Bankers in Singapore don’t realise how tough it is to work in fintech, and start-ups should think twice before hiring them, says the boss of a local technology company.
“Unfortunately, fintech is incorrectly perceived as glamorous in Singapore, so a lot of bankers are attracted to the industry for the wrong reasons,” says Olivier Berthier, CEO at Moneythor, a firm which develops digital banking and analytics software.
“The reality is that you don’t travel business class, or have a PA, or have a stable specialist job function to perform every day. Fintech firms, like most small companies, are a stressful roller-coaster pretty much all the time,” adds Berthier, who held senior roles at software giant Misys Banking Systems before co-founding Moneythor in Singapore four years ago. “It’s not a good career choice for bored bankers seeking more excitement.”
Berthier instead likes to hire people with a software engineering background. “We’re in the enterprise software space. Even our business developers have Masters degrees in this area,” he says. “I want great engineers who can also look past the coding and understand the big picture of the customer experience we want to create.”
While Berthier worked for BNP Paribas as an IT project manager at the start of his career, he doesn’t think developers at fintech firms necessarily need banking experience.
“Technologists can get burnt out at banks. Despite many laudable initiatives in banks’ IT departments focusing on agile transformation, technologists are used to having 60 hours of meetings before they build a new feature and emailing dozens of people to get anything done,” says Berthier. “So they’re not used to being accountable for their decisions, like you have to be at a start-up.”

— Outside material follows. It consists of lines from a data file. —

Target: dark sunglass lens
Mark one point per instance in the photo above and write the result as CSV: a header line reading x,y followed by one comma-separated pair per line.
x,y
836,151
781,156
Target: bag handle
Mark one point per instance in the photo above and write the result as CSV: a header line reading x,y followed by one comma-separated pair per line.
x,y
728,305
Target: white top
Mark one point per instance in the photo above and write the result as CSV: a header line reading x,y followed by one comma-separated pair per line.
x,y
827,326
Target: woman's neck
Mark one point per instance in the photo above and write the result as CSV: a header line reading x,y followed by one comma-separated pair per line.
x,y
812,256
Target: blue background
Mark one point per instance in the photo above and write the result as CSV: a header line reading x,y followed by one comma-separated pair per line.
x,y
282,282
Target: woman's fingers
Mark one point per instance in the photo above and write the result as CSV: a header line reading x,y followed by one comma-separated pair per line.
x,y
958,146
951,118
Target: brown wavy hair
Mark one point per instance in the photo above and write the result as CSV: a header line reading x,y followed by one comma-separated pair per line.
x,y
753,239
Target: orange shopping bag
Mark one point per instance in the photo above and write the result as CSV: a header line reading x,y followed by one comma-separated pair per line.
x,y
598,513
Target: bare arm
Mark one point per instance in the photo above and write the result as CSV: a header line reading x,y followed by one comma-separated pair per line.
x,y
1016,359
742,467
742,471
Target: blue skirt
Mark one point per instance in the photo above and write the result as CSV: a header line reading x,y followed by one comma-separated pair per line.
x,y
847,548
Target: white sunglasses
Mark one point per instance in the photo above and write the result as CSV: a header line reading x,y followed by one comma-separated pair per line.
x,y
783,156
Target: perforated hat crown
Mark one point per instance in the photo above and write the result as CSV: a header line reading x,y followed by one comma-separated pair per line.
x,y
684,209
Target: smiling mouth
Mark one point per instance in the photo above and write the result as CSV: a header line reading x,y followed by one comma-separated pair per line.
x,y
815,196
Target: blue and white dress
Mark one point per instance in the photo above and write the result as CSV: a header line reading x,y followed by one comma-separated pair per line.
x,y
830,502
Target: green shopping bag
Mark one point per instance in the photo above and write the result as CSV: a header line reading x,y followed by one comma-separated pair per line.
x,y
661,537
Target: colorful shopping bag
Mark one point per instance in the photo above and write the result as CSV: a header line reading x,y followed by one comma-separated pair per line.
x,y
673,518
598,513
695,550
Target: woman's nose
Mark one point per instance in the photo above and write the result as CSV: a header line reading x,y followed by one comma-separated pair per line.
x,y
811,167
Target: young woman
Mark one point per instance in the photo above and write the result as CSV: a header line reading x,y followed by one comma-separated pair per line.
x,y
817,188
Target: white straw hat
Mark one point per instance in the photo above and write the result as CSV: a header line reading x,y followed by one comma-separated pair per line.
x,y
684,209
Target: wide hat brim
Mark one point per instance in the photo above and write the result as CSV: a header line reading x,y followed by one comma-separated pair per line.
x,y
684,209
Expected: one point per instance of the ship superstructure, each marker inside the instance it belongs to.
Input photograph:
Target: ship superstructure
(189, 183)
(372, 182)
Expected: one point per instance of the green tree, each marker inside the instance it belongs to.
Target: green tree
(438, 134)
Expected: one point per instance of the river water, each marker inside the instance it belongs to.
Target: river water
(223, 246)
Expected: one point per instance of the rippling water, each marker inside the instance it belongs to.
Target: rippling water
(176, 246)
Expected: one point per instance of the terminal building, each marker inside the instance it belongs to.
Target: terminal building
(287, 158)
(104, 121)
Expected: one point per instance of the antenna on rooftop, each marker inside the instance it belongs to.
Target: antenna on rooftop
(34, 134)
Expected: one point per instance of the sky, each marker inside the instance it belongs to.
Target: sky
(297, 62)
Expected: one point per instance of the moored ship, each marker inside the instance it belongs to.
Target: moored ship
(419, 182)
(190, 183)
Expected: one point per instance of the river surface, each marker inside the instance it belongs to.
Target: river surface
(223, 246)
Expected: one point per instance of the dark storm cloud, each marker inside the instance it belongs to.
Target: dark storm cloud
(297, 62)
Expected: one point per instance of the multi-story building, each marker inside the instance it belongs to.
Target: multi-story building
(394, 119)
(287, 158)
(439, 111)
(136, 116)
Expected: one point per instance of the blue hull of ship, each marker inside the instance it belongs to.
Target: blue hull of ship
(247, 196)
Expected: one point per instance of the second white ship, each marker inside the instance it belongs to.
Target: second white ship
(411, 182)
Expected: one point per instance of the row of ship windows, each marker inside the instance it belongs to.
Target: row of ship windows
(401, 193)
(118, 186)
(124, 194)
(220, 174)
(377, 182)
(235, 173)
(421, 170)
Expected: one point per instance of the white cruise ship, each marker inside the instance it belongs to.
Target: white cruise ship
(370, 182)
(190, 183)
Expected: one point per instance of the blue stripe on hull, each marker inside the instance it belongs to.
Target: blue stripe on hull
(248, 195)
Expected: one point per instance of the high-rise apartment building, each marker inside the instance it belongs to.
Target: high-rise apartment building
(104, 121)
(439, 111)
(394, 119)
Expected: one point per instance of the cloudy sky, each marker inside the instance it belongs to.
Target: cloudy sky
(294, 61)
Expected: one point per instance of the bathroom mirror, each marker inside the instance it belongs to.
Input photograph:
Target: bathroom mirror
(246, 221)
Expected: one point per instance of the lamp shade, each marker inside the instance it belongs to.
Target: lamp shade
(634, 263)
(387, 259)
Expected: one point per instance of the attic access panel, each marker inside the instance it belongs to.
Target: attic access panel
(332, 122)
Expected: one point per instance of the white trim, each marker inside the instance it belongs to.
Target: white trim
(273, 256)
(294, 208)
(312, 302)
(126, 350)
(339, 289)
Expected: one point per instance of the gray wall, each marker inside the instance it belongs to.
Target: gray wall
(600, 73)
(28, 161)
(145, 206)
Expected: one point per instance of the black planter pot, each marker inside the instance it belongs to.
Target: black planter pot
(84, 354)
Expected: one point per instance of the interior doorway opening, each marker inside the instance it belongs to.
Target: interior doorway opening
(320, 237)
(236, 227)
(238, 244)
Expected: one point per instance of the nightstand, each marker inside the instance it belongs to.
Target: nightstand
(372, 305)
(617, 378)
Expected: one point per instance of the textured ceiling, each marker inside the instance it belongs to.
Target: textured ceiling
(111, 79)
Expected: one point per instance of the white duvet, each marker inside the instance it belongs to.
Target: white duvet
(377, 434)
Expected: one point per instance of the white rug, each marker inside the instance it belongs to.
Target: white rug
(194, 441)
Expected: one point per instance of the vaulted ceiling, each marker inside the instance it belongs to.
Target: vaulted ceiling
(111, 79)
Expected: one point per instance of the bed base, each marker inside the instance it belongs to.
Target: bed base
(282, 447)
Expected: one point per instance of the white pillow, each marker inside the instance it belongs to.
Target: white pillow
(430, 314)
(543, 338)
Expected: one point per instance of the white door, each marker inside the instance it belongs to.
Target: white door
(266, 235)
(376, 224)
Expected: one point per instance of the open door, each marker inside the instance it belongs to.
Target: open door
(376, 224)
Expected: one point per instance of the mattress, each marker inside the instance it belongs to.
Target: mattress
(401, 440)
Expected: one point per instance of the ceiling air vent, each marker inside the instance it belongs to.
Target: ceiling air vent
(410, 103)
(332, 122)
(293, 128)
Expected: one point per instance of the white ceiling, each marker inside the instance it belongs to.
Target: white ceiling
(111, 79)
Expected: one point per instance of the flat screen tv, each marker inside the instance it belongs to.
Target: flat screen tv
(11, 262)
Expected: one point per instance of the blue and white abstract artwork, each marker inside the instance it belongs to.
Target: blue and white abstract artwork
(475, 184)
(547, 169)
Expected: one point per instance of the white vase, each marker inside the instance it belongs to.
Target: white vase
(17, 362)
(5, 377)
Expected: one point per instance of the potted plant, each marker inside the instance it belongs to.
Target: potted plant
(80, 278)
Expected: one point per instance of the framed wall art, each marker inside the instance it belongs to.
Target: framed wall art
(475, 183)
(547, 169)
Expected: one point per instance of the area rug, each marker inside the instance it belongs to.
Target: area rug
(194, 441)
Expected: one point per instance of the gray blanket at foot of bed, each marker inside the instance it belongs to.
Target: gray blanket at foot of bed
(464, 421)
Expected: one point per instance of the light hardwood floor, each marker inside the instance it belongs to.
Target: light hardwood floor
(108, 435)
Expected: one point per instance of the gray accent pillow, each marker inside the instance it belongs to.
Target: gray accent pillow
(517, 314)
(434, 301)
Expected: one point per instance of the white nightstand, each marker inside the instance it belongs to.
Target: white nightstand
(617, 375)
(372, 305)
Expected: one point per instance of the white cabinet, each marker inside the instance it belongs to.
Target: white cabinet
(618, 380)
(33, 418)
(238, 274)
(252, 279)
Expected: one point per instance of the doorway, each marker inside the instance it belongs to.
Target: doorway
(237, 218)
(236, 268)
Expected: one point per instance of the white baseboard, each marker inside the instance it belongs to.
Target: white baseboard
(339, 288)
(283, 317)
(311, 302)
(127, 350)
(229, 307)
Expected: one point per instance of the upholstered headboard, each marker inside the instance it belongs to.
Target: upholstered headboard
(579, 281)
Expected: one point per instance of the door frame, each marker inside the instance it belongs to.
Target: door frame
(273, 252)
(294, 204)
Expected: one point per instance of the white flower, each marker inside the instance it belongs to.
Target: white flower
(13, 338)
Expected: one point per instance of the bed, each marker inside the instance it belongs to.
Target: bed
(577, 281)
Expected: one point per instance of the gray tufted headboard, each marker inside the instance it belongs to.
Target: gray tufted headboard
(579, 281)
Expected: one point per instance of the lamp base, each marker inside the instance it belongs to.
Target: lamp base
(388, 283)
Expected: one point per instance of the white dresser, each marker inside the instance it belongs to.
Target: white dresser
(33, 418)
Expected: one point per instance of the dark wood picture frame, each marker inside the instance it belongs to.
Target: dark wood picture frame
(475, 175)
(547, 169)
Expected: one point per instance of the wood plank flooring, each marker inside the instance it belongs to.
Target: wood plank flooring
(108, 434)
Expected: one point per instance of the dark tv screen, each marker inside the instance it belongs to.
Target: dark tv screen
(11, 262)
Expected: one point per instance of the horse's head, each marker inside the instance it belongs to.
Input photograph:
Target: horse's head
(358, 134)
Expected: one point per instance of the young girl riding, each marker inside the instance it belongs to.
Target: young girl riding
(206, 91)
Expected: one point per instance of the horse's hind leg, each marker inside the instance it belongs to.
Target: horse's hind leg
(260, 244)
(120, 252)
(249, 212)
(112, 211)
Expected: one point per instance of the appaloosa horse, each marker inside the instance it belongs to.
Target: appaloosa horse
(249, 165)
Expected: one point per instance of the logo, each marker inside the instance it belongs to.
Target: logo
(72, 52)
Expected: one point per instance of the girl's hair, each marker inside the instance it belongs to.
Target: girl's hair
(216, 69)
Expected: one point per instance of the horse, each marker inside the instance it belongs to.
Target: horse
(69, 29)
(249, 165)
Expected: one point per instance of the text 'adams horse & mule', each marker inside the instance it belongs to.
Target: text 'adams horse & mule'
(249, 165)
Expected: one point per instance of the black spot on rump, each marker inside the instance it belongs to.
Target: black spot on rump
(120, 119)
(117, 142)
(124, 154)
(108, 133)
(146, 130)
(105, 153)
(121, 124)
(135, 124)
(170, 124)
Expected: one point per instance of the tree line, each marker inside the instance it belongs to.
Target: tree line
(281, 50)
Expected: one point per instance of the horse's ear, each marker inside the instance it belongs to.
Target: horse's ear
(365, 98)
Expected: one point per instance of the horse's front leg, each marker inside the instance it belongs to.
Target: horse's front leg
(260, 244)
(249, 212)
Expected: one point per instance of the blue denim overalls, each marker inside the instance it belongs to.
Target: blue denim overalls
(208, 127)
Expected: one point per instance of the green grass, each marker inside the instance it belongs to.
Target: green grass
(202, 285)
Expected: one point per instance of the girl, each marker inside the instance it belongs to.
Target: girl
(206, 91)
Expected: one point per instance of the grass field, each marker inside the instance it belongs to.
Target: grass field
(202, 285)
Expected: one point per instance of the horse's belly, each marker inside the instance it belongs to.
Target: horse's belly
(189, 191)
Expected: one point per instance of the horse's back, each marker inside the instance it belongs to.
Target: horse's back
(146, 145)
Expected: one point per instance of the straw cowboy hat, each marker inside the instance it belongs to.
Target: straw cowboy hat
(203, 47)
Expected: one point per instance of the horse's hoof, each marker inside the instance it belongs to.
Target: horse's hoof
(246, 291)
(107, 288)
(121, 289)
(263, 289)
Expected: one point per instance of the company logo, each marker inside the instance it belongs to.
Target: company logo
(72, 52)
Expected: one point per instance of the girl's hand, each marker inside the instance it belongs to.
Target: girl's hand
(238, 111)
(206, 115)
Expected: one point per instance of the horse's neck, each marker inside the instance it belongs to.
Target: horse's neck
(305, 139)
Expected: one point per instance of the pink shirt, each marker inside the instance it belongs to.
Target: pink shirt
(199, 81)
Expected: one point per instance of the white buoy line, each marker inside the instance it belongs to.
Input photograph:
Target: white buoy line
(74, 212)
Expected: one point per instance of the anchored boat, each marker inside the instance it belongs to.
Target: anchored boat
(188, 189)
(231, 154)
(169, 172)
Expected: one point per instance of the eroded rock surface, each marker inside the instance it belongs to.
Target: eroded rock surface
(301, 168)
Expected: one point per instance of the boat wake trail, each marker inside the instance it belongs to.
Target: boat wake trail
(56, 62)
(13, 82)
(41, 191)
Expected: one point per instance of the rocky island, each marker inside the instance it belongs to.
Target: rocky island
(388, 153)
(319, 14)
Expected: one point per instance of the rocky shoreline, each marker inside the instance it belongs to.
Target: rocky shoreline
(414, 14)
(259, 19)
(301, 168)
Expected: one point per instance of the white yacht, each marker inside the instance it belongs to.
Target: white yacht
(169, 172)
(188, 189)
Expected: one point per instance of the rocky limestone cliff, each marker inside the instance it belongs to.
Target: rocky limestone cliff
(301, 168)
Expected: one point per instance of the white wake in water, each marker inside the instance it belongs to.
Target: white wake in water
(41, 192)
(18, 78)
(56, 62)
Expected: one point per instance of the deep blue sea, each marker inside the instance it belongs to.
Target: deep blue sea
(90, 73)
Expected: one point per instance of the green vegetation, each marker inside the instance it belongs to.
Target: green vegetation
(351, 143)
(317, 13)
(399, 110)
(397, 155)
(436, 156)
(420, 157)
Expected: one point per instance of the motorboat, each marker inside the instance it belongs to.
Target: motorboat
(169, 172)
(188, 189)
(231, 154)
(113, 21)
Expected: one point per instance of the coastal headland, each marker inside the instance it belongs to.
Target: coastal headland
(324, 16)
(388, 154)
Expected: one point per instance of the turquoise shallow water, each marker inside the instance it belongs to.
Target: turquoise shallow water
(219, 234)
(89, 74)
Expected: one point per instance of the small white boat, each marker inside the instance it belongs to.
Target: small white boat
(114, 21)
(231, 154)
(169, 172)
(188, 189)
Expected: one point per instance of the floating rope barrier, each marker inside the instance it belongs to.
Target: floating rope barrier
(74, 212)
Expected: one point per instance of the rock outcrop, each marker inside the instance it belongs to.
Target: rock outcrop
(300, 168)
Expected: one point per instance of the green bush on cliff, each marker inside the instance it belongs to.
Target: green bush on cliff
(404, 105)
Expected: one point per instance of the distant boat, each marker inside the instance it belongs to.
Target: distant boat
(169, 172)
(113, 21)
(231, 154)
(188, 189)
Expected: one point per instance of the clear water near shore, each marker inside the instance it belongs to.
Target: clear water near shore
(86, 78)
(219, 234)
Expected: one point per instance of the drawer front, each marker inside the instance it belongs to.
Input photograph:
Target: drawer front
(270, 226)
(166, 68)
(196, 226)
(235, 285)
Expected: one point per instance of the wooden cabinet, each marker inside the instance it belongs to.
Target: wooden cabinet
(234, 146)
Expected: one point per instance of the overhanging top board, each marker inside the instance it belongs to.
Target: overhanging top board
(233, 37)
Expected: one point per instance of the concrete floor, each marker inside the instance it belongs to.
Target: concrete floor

But if fintech firms in Singapore don’t poach from banks, where can they get their engineers from?
“It’s tough. The fintech industry faces a technical talent shortage here, although we’ve been fortunate because our business model means we haven’t needed to rapidly add lots of people,” says Berthier.
“NUS, SMU and NTU produce just a few hundred computer science grads a year. Some of the best ones go overseas, while most of the others join large companies in Singapore. Not many are interested in start-ups,” he says.
Although many fintech founders in Singapore are from overseas, it can be hard to secure employment passes for rank-and-file foreign staff, says Frenchman Berthier.
Moneythor employs about 12 people, in Singapore and in satellite offices in Paris and London.
“At the start we were just three guys who could code and who could sell to banks, so unlike a company founded by a front-office banker, we didn’t need any developers to implement our initial ideas,” says Berthier. “In six months we had something real and relatively polished to show banks.”
Berthier says this helped Moneythor start turning a profit quickly. The company is now partnering with financial services firms in Asia and Europe, including DBS.
“Success in our flavour of fintech means being a jack of all trades. You do more than one role and you often have to drop everything and focus on something more urgent,” says Berthier. “I’m the CEO and I still love to code, so I often jump in when there’s something which needs fixing or enhancing in the product, while doing sales, marketing and administrative tasks at the same time.”